If possible, we should consistently use one encoding for our documents to prevent data munging issues.
#1 Updated by Matt Jones over 12 years ago
This needs further discussion. Metacat itself shouldn't be changing the encoding. It should, however, properly accept documents in a variety of encodings and return them in the same encoding that they originated. Given Mike's changes in 1.9 whereby Metacat returns the exact document that we were sent (rather reconstructing it), this should now be the default. The only issues now arise from searching, where the documents need to be loaded into the relational database. Both postgres and oracle have a single encoding for each database instance (set when the db is created if I remember correctly), and if you create a DB in one encoding and then save character data from a different encoding in it, you can munge the data. Also, simply changing the encoding declaration from ISO to UTF doesn't actually solve anything -- it just misrepresents the data in the places where the encodings differ.

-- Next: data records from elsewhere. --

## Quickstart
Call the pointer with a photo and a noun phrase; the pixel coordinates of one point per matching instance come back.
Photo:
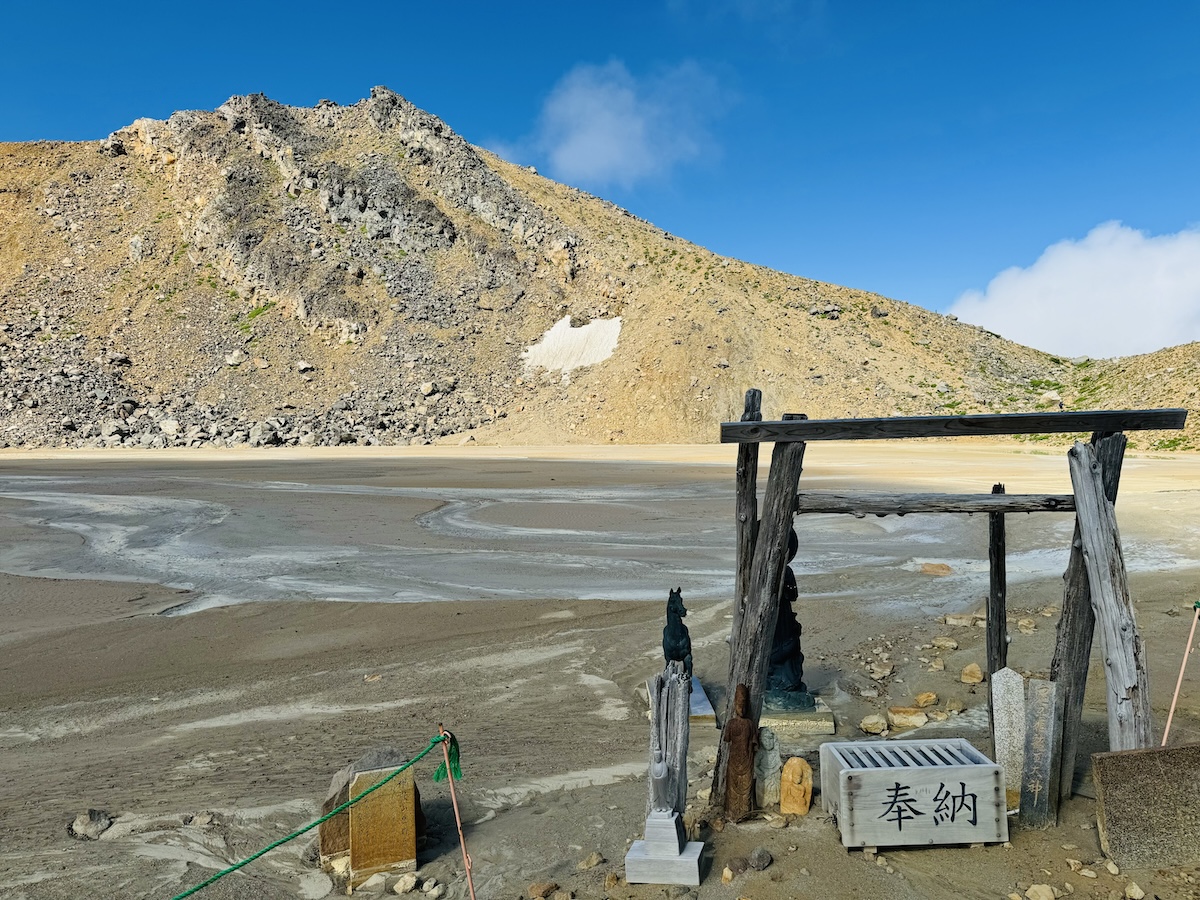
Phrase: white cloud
(1115, 293)
(603, 126)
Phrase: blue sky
(1031, 167)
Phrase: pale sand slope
(247, 711)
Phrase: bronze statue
(785, 675)
(676, 640)
(742, 737)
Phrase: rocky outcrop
(267, 275)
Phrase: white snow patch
(565, 348)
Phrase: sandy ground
(245, 709)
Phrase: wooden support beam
(997, 592)
(1131, 723)
(750, 648)
(943, 426)
(747, 508)
(1077, 624)
(900, 504)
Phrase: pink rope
(1187, 652)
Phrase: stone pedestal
(665, 857)
(791, 725)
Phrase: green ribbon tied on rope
(453, 753)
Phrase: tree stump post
(997, 593)
(1127, 685)
(750, 647)
(747, 508)
(1077, 623)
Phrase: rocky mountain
(271, 275)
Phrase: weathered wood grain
(941, 426)
(1077, 624)
(670, 717)
(750, 648)
(997, 591)
(747, 507)
(1131, 723)
(869, 503)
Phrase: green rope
(235, 867)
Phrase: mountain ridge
(265, 275)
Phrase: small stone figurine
(767, 769)
(743, 739)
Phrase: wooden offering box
(891, 793)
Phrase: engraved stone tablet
(1043, 747)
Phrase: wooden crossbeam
(945, 426)
(899, 504)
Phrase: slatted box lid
(887, 793)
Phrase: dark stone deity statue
(785, 676)
(676, 640)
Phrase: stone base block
(664, 834)
(790, 725)
(643, 868)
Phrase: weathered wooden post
(747, 508)
(1077, 623)
(1131, 723)
(750, 646)
(997, 593)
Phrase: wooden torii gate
(1096, 588)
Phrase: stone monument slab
(792, 725)
(383, 825)
(1043, 755)
(1147, 805)
(1008, 730)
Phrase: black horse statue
(676, 640)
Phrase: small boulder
(760, 858)
(906, 717)
(90, 825)
(874, 724)
(593, 859)
(406, 883)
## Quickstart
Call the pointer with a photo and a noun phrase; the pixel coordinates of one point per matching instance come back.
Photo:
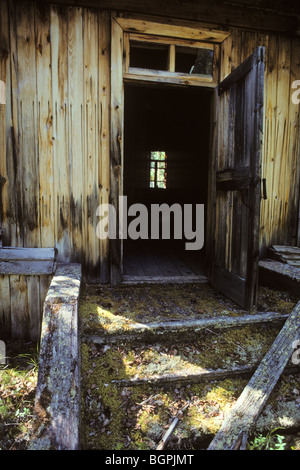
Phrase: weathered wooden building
(94, 88)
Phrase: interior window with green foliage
(158, 169)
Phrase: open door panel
(235, 253)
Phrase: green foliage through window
(158, 170)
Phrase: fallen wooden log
(195, 325)
(171, 429)
(253, 398)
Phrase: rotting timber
(134, 385)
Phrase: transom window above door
(197, 59)
(183, 54)
(172, 60)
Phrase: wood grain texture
(253, 398)
(56, 141)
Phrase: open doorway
(166, 152)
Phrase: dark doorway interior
(166, 152)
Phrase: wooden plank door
(235, 253)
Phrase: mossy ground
(136, 417)
(18, 378)
(114, 309)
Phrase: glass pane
(148, 56)
(160, 175)
(158, 156)
(195, 61)
(152, 174)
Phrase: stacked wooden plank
(27, 261)
(285, 254)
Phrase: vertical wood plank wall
(55, 138)
(21, 305)
(281, 145)
(56, 161)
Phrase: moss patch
(114, 309)
(116, 417)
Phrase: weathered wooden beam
(27, 261)
(195, 325)
(232, 179)
(253, 399)
(221, 13)
(184, 377)
(57, 403)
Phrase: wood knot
(117, 169)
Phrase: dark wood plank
(253, 398)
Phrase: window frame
(155, 161)
(169, 75)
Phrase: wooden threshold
(127, 279)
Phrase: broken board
(249, 405)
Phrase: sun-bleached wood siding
(281, 147)
(55, 129)
(56, 161)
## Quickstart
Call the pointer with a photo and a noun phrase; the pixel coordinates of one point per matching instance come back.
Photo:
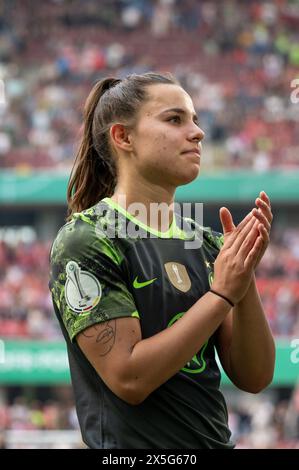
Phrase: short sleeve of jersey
(86, 280)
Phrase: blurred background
(238, 61)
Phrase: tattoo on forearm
(104, 334)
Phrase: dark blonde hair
(111, 100)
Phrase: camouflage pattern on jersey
(86, 280)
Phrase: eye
(176, 119)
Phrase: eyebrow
(179, 111)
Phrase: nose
(196, 133)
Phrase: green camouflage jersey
(104, 265)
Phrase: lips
(195, 150)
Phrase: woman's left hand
(264, 215)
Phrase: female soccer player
(141, 312)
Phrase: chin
(190, 176)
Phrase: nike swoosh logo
(138, 285)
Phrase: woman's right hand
(234, 265)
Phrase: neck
(148, 196)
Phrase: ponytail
(93, 176)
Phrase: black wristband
(223, 297)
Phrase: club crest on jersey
(178, 276)
(82, 289)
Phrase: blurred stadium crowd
(26, 309)
(236, 58)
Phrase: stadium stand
(238, 60)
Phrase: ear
(121, 137)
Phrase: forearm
(252, 349)
(154, 360)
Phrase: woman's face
(166, 138)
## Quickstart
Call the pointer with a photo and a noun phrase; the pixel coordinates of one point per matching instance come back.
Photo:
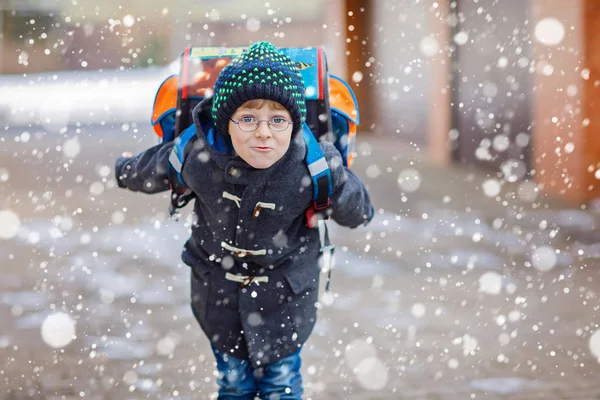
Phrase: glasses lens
(248, 124)
(278, 124)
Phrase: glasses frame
(268, 121)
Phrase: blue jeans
(278, 381)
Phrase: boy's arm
(146, 172)
(350, 202)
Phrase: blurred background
(476, 279)
(501, 84)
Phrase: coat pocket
(304, 286)
(199, 281)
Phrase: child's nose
(263, 130)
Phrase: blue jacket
(251, 222)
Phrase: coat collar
(244, 173)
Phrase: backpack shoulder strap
(319, 173)
(181, 194)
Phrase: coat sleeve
(146, 172)
(350, 202)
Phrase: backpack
(331, 114)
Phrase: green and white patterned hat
(261, 72)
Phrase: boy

Finally, the metacat registry itself, which does create metadata docs, should be able to handle encodings properly by reading in multiple encodings and writing out either the same encoding or a universal default like UTF (after character conversion, of course) and setting the XML encoding declaration correspondingly.
#3 Updated by Shaun Walbridge over 12 years ago
Perhaps a couple of separate issues:
1. We should be explicit about encoding in the XML documents, so that parsers can read the documents without reverting to heuristics or our current assumption that documents are all UTF-8 (the default XML encoding). I think the best place to store this information is within the xml declaration block "encoding" attribute, but I could see the argument for storing it within the database, say in xml_documents. This should be handled by Metacat, but also, as Matt mentioned, by the applications which insert documents. We need some way during an insert to let Metacat know what the encoding of the data stream is, which is why setting the encoding attribute is the least intrusive way to get what we're looking for.

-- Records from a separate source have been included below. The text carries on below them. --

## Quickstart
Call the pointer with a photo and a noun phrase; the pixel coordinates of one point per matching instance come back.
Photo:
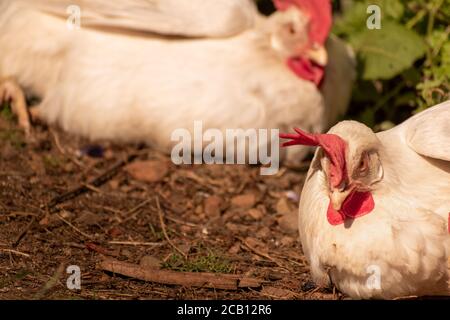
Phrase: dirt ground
(64, 201)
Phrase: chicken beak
(318, 55)
(338, 198)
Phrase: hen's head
(301, 28)
(351, 163)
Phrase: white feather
(129, 87)
(406, 235)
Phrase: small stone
(148, 171)
(235, 248)
(255, 214)
(236, 228)
(114, 184)
(263, 233)
(245, 201)
(150, 262)
(115, 232)
(287, 241)
(212, 205)
(89, 219)
(278, 293)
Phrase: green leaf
(355, 18)
(387, 52)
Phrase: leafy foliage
(404, 67)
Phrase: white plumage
(127, 75)
(405, 238)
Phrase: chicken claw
(11, 92)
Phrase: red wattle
(307, 70)
(356, 205)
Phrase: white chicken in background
(138, 69)
(374, 210)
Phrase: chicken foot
(11, 92)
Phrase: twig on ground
(50, 283)
(26, 255)
(75, 228)
(260, 253)
(163, 227)
(97, 182)
(135, 243)
(186, 279)
(24, 232)
(131, 213)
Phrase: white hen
(374, 209)
(138, 69)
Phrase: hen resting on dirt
(137, 70)
(378, 205)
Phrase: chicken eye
(363, 163)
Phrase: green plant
(404, 67)
(206, 261)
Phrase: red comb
(333, 145)
(320, 13)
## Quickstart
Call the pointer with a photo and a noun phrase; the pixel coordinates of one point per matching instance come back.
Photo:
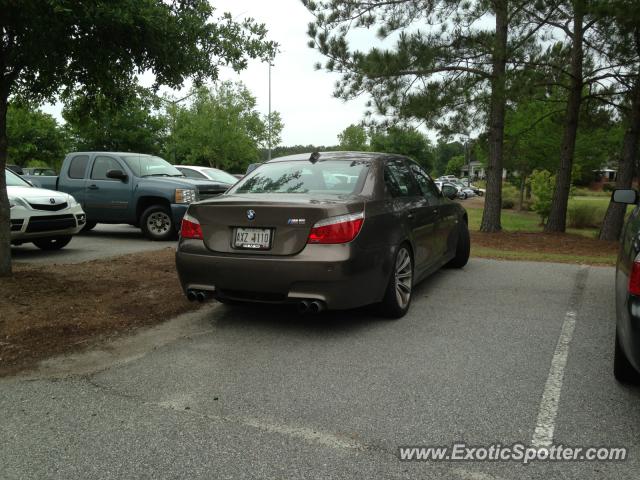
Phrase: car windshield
(336, 177)
(219, 175)
(150, 166)
(14, 180)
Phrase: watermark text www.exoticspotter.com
(517, 452)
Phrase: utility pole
(269, 117)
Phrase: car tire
(397, 298)
(52, 243)
(623, 371)
(157, 224)
(89, 225)
(463, 247)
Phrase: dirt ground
(47, 310)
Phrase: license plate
(252, 238)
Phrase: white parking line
(548, 411)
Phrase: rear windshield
(337, 177)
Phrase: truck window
(78, 166)
(102, 165)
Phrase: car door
(443, 211)
(74, 178)
(412, 208)
(107, 199)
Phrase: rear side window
(102, 165)
(78, 166)
(399, 181)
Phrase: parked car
(43, 217)
(141, 190)
(207, 173)
(16, 169)
(464, 191)
(626, 357)
(288, 233)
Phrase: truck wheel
(52, 243)
(157, 223)
(89, 225)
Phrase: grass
(545, 248)
(487, 252)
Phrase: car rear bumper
(342, 276)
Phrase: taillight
(341, 229)
(634, 278)
(190, 228)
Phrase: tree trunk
(558, 216)
(493, 201)
(614, 218)
(523, 184)
(5, 215)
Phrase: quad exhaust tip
(311, 306)
(197, 295)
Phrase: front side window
(78, 166)
(187, 172)
(427, 187)
(150, 166)
(14, 180)
(332, 177)
(101, 165)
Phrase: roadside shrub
(542, 185)
(581, 215)
(510, 196)
(508, 204)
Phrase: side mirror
(117, 175)
(626, 196)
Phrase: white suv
(45, 217)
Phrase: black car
(626, 364)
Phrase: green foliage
(34, 136)
(510, 196)
(585, 215)
(99, 46)
(443, 153)
(542, 185)
(132, 124)
(221, 128)
(454, 165)
(404, 141)
(353, 138)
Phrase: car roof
(340, 155)
(198, 167)
(111, 153)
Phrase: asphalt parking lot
(264, 393)
(104, 241)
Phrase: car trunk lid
(287, 217)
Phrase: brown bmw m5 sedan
(330, 230)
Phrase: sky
(302, 95)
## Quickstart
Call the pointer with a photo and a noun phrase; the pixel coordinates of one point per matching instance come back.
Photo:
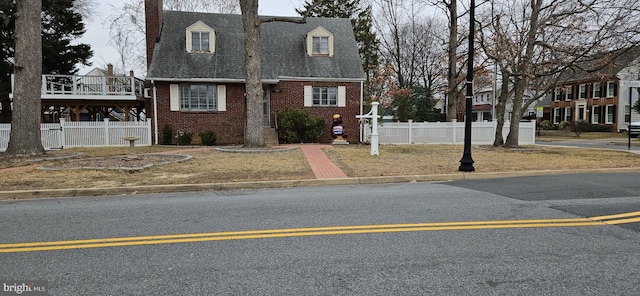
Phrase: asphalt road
(514, 236)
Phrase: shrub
(546, 125)
(208, 138)
(298, 126)
(563, 125)
(167, 135)
(184, 138)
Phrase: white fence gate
(482, 133)
(68, 134)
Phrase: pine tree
(61, 24)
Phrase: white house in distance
(483, 105)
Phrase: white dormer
(200, 38)
(319, 42)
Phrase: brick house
(196, 71)
(596, 96)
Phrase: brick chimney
(153, 21)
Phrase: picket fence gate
(68, 134)
(482, 133)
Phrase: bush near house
(298, 126)
(184, 138)
(208, 138)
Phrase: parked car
(634, 129)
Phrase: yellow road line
(316, 231)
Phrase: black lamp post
(466, 163)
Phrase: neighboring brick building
(594, 93)
(196, 67)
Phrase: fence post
(106, 132)
(63, 131)
(453, 123)
(410, 131)
(148, 123)
(533, 132)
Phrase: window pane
(320, 45)
(204, 42)
(198, 97)
(195, 40)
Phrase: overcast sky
(97, 34)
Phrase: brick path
(320, 164)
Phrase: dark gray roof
(602, 66)
(283, 49)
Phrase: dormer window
(321, 45)
(319, 42)
(200, 41)
(200, 38)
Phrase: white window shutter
(342, 96)
(222, 98)
(174, 97)
(308, 95)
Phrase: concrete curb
(172, 188)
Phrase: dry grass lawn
(211, 166)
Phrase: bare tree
(253, 136)
(25, 136)
(533, 41)
(127, 27)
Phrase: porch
(91, 97)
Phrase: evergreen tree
(61, 24)
(362, 24)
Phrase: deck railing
(69, 134)
(91, 85)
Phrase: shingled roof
(283, 50)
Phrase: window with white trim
(569, 96)
(315, 96)
(559, 94)
(627, 113)
(200, 41)
(325, 96)
(319, 42)
(568, 114)
(597, 90)
(197, 97)
(583, 91)
(595, 114)
(321, 45)
(610, 113)
(557, 117)
(611, 89)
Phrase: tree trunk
(452, 84)
(26, 138)
(500, 106)
(253, 136)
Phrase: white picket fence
(482, 133)
(68, 134)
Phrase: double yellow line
(623, 218)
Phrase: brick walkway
(320, 164)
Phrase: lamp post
(466, 163)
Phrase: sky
(97, 34)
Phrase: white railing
(482, 133)
(68, 134)
(90, 85)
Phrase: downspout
(155, 110)
(361, 110)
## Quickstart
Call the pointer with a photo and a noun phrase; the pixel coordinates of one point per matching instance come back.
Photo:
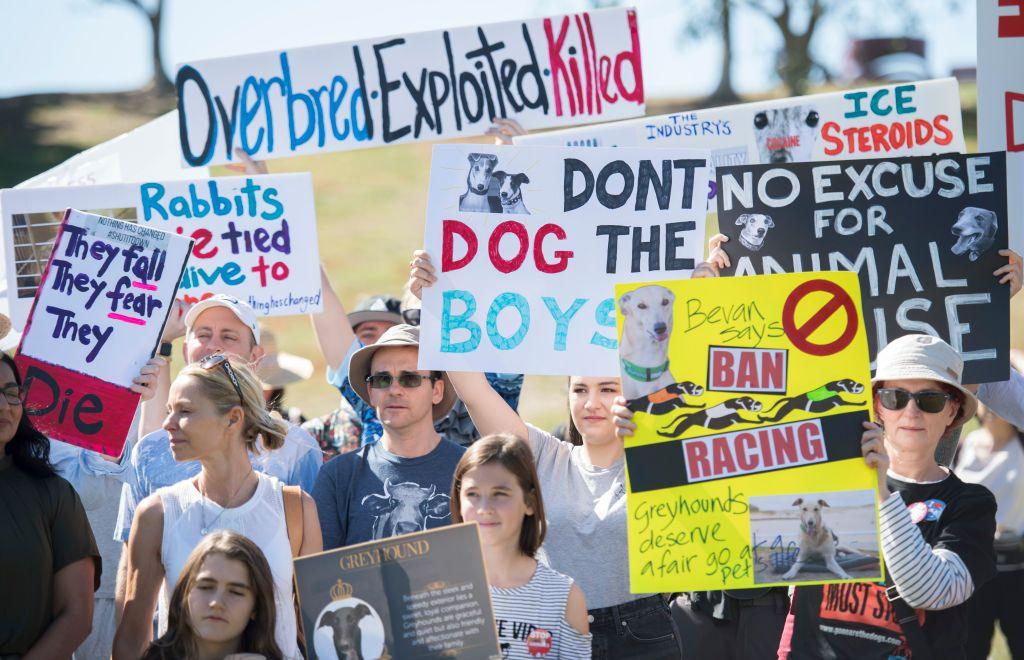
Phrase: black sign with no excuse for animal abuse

2. Because the database layer contains a single encoding, I'm under the impression that we have to use one encoding at some point (excepting generating additional databases), at least for the document fragments stored within the database. It would be nice to accurately be able to search on the data robustly, e.g. on UTF-8 characters such as foreign placenames, but I see this as a lower priority issue to (1). To accommodate this, we'd likely want to explicitly upconvert the document fragments to UTF-8 so we can guarantee searching works as expected for non-ASCII characters.

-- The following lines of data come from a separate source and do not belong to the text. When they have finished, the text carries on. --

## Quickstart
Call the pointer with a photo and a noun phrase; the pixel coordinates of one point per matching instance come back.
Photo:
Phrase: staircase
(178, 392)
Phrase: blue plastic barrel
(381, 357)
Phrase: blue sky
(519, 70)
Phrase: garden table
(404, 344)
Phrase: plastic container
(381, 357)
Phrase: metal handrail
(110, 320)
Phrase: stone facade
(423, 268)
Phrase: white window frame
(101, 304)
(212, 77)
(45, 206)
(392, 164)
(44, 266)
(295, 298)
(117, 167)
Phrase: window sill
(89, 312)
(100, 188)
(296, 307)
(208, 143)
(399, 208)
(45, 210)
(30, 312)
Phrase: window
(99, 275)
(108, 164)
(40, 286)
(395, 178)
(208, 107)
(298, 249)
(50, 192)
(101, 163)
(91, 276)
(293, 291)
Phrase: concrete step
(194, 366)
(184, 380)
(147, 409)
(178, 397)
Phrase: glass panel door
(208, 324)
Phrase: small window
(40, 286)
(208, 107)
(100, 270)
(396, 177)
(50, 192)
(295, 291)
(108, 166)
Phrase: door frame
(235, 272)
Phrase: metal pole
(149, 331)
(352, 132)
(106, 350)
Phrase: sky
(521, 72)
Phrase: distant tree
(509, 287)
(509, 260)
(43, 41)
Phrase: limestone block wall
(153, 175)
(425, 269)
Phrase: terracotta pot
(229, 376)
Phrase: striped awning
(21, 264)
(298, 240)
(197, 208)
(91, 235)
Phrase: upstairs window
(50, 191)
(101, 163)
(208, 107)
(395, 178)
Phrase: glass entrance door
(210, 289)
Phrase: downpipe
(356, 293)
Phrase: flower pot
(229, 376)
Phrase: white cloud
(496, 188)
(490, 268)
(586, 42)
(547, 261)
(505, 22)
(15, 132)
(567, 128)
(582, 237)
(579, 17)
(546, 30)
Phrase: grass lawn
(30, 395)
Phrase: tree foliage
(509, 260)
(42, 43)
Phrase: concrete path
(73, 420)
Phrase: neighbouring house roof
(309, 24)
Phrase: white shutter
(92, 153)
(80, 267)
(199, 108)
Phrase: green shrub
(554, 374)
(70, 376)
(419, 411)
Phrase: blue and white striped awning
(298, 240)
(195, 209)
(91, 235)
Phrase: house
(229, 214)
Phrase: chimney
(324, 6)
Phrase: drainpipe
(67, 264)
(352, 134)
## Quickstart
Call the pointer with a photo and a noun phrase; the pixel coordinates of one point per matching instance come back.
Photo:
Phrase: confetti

#5 Updated by ben leinfelder almost 10 years ago
For incoming XML files, Metacat will inspect the encoding specified in the prolog and use that if found; defaulting to UTF-8 otherwise. It will write this XML file to disk using that encoding and also read it from disk using that encoding (when someone requests the document).
When we write node values to the DB table, they will be encoded using the DB encoding (UTF-8) and any queries against those values should be compatible since all of this is coded as Java String (where the encoding has already been performed).
One remaining question for me is how a search term is encoded when it is submitted to the Metacat servlet. Once we have the String parameter, the [de]encoding has already been performed -- so that might be deep in the Tomcat layers.
At any rate, document storage and retrieval are encoding aware at this point.